Gidon Kremer: New Seasons
Gidon Kremer is one of those rare musicians capable of illuminating a new work in such a way as to reveal its true greatness. Giya Kancheli’s Ex contrario is not exactly ‘new’ (it dates back to 2006) but Kremer and Kremerata Baltica’s excellent performance does much to suggest that Kancheli’s epic paean to pathos must rank as one of his greatest compositions. The title is appropriate – Ex contrario is contrary to itself and pretty much everything else. It steadfastly defies categorisation, pitting moments of tender lyricism against strident dissonances in a bittersweet struggle that never seems to achieve full closure.
Such diurnal mood swings reflect the ever-changing nature of the seasons, which in turn is meant to connect the four works included on this disc, but only Glass’s Second Violin Concerto directly refers to his theme. Kremer’s interpretation shines new light on Glass’s now-familiar patterns and stock formulas too. He approaches the opening prologue and subsequent solo interludes that separate the concerto’s four movements with perhaps less full-blooded intensity than Tim Fain (Orange Mountain, 7/15). Kremer’s playing is quite reserved and detached during these unaccompanied vignettes.
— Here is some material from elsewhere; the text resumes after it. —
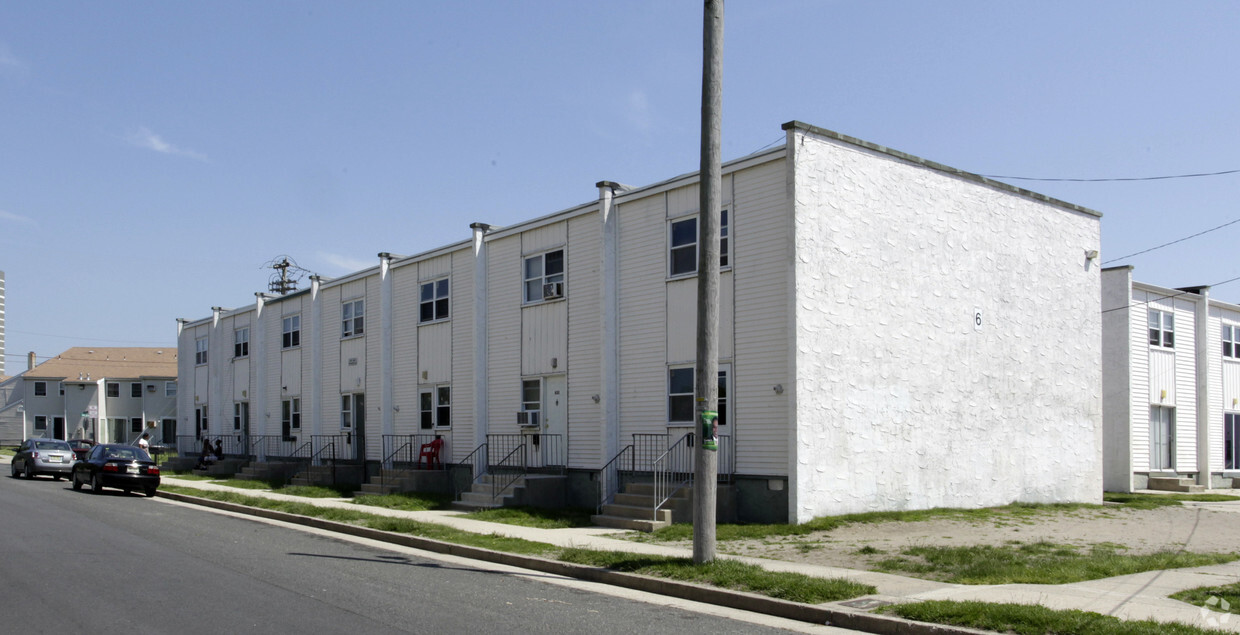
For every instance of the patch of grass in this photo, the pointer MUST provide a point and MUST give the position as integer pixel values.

This allows him to inject more drive and passion into the orchestral movements – the first and third played with dark drama, the elegiac third fragile and beautiful, while the final movement is dispatched with almost devilish insouciance, Kremerata Baltica just about holding on to the violinist’s coat-tails.
Arvo Pärt’s Estonian Lullaby, sung with wonderful restraint by the Girls’ Choir of the Vilnius Choir-Singing School, and Japanese film composer Shigeru Umebayashi’s pleasant ‘Yumeji’s Theme’ pass almost unnoticed next to Glass’s large-scale concerto and Kancheli’s postmodern ‘sinfonia concertante’. Kremer’s performances, as ever, bring the music to full bloom: truly a ‘musician for all seasons’.